University
The Nineteenth And Twentieth Centuries
Nineteenth-century German educational reformers revivified and gave new meaning to the idea of the university. Karl Wilhelm, baron von Humboldt (1767–1835), minister for education in Prussia, believed that universities should support Wissenschaft, faculty research and discovery in all fields, and should foster Bildung, or cultivation, meaning broad intellectual development and humanistic culture, in students. The new University of Berlin, founded in 1810, embodied Humboldt's vision. The renewed emphasis on research echoed the importance of innovative scholarship in theology, philosophy, law, and medicine by professors at medieval and Renaissance universities. The German research university of the second half of the nineteenth century realized the first goal and was widely copied by North American universities in the twentieth century. Many universities, especially those focusing on undergraduate education, in England, North America, and parts of the world influenced by England, emphasized a version of Bildung and called it liberal education in English and culture générale in French.
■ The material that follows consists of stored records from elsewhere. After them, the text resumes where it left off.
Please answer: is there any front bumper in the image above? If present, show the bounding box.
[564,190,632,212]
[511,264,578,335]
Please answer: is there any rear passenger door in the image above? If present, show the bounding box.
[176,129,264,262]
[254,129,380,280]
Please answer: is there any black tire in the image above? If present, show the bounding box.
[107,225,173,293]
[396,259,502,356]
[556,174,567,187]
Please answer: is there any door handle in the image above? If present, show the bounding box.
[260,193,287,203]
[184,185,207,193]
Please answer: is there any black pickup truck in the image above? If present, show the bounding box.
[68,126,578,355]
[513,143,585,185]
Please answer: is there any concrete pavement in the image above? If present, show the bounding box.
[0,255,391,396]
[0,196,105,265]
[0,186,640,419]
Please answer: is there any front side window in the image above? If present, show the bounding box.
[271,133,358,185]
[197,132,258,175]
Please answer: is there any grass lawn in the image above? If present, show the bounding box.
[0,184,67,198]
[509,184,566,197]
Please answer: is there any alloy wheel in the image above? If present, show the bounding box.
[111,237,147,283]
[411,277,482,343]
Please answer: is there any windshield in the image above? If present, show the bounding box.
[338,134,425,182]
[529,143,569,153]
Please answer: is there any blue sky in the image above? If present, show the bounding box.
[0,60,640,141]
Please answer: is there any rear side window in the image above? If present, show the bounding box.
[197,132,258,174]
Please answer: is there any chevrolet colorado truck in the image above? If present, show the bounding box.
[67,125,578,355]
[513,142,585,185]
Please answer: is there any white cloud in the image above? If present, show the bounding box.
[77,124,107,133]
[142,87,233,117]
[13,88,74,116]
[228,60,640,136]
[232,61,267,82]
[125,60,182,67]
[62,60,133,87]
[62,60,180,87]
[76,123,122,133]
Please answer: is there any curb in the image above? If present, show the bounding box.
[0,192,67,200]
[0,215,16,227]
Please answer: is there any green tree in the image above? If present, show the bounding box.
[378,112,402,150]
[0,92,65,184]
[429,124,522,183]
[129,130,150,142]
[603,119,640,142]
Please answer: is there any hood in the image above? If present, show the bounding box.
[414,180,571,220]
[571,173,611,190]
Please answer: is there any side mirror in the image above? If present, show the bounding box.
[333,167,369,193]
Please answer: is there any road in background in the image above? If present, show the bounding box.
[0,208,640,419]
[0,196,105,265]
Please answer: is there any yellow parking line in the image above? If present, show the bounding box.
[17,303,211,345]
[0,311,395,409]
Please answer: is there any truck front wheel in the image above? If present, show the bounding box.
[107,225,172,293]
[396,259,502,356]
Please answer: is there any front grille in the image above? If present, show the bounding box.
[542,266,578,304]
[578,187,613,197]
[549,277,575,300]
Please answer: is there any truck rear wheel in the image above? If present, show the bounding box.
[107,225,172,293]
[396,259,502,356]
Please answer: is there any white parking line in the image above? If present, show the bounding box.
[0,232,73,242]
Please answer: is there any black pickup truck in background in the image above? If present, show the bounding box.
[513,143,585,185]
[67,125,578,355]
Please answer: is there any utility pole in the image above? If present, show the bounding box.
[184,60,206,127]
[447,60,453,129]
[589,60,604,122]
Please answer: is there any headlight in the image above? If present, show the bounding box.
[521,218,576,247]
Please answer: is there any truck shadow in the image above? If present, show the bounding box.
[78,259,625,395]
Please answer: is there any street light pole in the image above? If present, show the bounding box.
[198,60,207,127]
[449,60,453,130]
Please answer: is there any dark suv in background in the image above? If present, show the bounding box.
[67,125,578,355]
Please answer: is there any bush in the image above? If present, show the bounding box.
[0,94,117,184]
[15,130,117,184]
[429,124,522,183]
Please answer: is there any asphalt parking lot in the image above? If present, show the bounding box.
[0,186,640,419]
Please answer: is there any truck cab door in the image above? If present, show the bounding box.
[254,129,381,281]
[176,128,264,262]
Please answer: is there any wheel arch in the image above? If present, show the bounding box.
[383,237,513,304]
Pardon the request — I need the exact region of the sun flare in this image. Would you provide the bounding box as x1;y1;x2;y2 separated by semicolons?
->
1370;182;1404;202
Beginning in the nineteenth century, governments assumed a greater role in higher education in Western Europe and the United States. National governments in France, Germany, Italy, and elsewhere founded new state universities and closed or took control of church-sponsored institutions. Governments provided funding for universities, but also brought them under the control of ministries of education and made professors into civil servants. This process continued in the twentieth century, especially in the former Soviet Union (1917–1991). In the United States, state governments founded land-grant colleges in the nineteenth century that often became the largest and most important universities in the state. Although the United States still has a large number of colleges and universities affiliated with religious denominations, the ties between churches and universities have weakened and sometimes been dissolved. Church-affiliated universities have become less insistent that professors be members of the affiliated church, and they increasingly attract students of many faiths or none at all.
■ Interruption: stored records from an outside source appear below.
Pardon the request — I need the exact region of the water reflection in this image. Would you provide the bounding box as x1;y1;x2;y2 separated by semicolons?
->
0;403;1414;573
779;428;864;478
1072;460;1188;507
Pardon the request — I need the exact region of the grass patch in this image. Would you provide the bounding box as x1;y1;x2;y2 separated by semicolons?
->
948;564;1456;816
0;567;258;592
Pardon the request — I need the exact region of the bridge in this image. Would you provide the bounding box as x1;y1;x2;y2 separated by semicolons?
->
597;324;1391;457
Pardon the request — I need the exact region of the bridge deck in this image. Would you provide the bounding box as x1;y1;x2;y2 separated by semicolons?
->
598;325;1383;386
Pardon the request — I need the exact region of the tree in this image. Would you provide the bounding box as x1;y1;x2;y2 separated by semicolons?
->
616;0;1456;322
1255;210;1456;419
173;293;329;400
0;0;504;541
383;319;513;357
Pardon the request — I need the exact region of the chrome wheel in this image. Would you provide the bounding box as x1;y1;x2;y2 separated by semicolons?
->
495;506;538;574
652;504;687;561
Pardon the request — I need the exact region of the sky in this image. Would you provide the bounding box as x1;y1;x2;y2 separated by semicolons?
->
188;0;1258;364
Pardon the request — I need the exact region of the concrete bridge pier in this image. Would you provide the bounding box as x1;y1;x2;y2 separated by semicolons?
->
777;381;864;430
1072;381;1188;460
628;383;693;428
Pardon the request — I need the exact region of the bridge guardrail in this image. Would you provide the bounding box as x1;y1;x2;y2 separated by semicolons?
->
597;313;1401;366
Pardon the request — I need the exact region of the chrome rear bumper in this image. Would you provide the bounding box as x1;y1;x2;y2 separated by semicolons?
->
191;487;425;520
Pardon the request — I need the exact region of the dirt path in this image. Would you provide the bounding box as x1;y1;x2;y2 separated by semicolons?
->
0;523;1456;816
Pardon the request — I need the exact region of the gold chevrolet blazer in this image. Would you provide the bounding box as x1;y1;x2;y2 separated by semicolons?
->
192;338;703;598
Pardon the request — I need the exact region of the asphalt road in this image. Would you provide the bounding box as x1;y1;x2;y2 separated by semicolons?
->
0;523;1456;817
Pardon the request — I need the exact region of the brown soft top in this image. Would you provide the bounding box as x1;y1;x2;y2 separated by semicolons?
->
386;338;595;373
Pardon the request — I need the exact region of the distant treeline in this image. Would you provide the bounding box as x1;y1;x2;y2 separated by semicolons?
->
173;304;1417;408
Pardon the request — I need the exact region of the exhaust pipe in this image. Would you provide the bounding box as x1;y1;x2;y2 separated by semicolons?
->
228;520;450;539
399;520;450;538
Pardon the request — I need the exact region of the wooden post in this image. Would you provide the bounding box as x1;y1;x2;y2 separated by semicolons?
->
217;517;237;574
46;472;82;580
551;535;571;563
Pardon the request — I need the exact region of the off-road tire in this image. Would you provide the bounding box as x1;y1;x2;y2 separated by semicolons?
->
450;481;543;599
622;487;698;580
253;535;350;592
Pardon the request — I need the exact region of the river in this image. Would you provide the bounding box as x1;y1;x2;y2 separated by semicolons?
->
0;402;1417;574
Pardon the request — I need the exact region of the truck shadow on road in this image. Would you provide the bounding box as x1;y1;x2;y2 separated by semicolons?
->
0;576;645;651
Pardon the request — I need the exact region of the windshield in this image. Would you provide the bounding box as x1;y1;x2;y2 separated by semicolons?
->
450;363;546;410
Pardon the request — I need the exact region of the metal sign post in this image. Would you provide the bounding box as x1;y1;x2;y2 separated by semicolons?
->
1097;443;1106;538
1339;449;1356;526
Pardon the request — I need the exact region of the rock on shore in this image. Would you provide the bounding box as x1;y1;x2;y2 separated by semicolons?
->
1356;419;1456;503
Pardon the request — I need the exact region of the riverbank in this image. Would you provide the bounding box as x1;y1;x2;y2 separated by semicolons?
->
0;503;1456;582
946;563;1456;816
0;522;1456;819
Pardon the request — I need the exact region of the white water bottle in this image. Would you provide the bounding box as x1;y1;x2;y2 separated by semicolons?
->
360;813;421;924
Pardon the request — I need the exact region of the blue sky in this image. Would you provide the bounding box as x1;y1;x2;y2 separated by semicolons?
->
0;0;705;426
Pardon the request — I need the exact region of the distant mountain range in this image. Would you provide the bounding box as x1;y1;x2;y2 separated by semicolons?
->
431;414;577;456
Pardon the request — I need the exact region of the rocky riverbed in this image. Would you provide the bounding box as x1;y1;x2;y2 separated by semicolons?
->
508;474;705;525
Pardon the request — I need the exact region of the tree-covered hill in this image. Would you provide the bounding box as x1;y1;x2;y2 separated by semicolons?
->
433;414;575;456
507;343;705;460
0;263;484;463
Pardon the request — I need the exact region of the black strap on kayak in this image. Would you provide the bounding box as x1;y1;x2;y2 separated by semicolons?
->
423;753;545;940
Since World War II (1939–1945) the dominant ideas shaping the university are that it should create new learning, teach skills in all fields and especially science and medicine, help the economy create wealth, and support a knowledge-driven society. While not ignored, humanistic research and teaching are less central. The multi-university, as it is sometimes called, offers an astonishing range of institutes, centers, and schools to teach all manner of knowledge, much of it practical. Emblematic of the new conception of the university is the addition of business schools preparing students to be successful in the many areas of national and international commerce and finance.
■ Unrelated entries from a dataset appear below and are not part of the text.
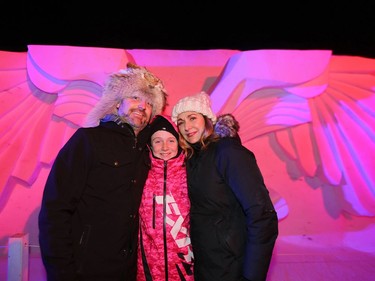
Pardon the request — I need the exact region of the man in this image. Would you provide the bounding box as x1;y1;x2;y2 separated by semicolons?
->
39;64;167;281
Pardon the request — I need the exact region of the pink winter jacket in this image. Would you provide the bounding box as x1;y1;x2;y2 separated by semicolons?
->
137;153;193;281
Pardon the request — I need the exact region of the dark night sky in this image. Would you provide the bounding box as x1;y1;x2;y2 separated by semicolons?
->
0;0;375;58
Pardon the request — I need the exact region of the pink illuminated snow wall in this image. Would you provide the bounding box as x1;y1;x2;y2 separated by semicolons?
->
0;45;375;270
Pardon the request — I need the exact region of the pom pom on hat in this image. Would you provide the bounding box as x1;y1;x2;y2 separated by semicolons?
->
172;91;216;124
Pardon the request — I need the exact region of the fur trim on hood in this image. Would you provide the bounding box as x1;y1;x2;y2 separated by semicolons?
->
85;63;167;127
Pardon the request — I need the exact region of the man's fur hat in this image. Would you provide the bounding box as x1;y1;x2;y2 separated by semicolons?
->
85;63;167;127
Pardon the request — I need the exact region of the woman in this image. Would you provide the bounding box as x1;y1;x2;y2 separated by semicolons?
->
137;115;193;281
172;92;278;281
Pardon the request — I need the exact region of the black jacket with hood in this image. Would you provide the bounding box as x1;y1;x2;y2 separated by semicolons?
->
39;121;150;281
187;114;278;281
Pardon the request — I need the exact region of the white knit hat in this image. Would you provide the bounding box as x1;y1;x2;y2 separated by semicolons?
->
86;63;167;127
172;91;216;124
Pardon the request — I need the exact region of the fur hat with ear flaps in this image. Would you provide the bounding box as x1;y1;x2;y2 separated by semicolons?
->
85;63;168;127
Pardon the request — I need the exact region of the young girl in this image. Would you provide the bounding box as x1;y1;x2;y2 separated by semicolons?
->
137;115;193;281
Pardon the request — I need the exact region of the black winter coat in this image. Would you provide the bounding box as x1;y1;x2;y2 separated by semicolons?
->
39;122;150;281
187;137;278;281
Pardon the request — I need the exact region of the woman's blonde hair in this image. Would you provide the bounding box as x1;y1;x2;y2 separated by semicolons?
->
179;115;219;159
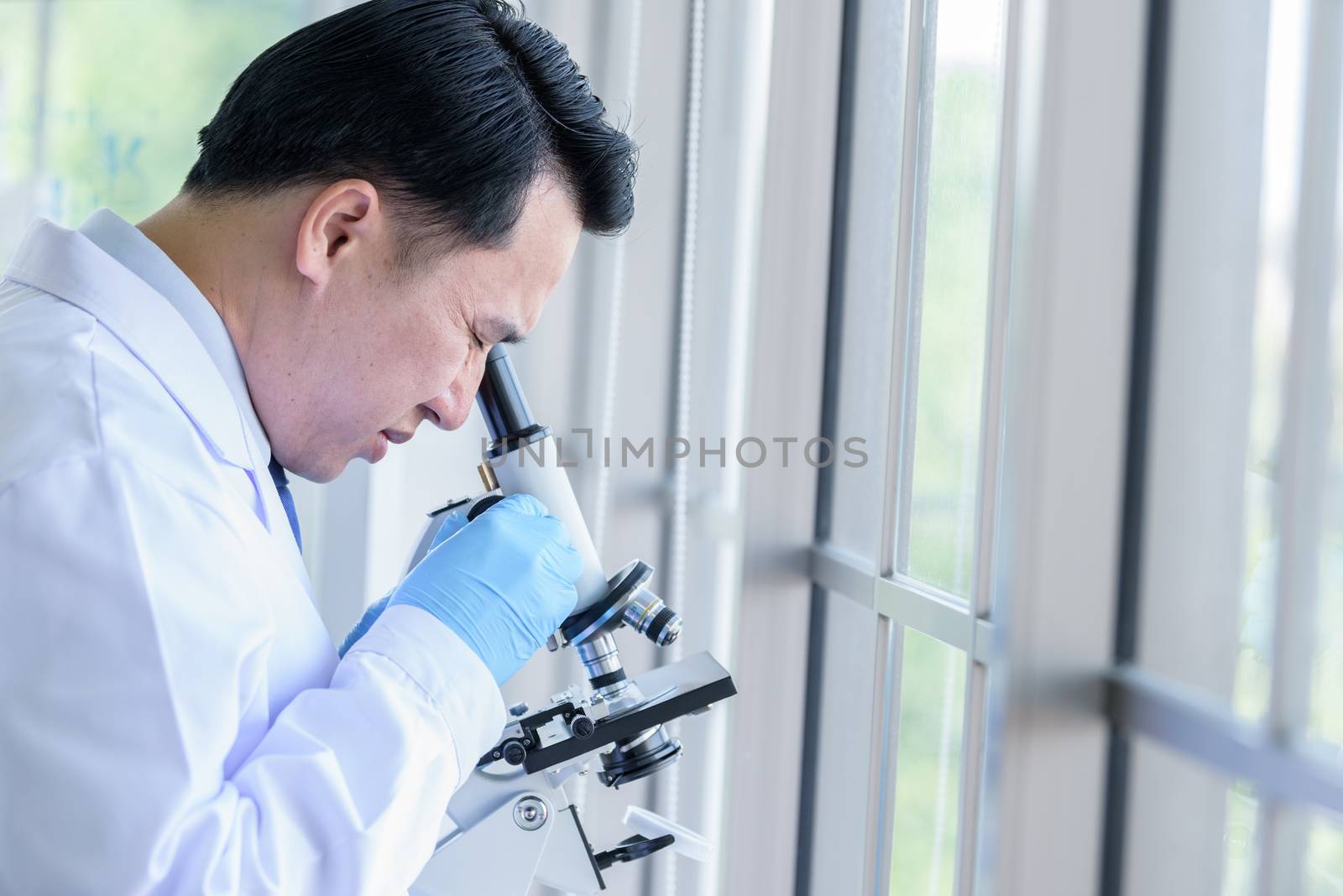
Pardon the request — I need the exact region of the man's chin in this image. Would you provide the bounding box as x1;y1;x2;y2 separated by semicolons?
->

The idea that universities should provide higher education for a much larger proportion of the population has also won wide support from the public and governments. Hence, beginning in the 1960s governments increased the number and enrollments of universities and eased or broadened admission requirements. In addition, many more older students attended universities than in the past. As a result, the number of university students in Europe, North America, and other parts of the world greatly increased in the last thirty years of the twentieth century. One or two percent, at most, of the university-age population (eighteen through twenty-four) attended European universities in the first half of the twentieth century. By contrast, about half of the university-age population received some university education in the United States at the end of the twentieth century. In Europe as well, an increasing number of young people are attending university. Also, the European Union is slowly moving toward cooperation between universities in different countries and greater mobility of professors and students.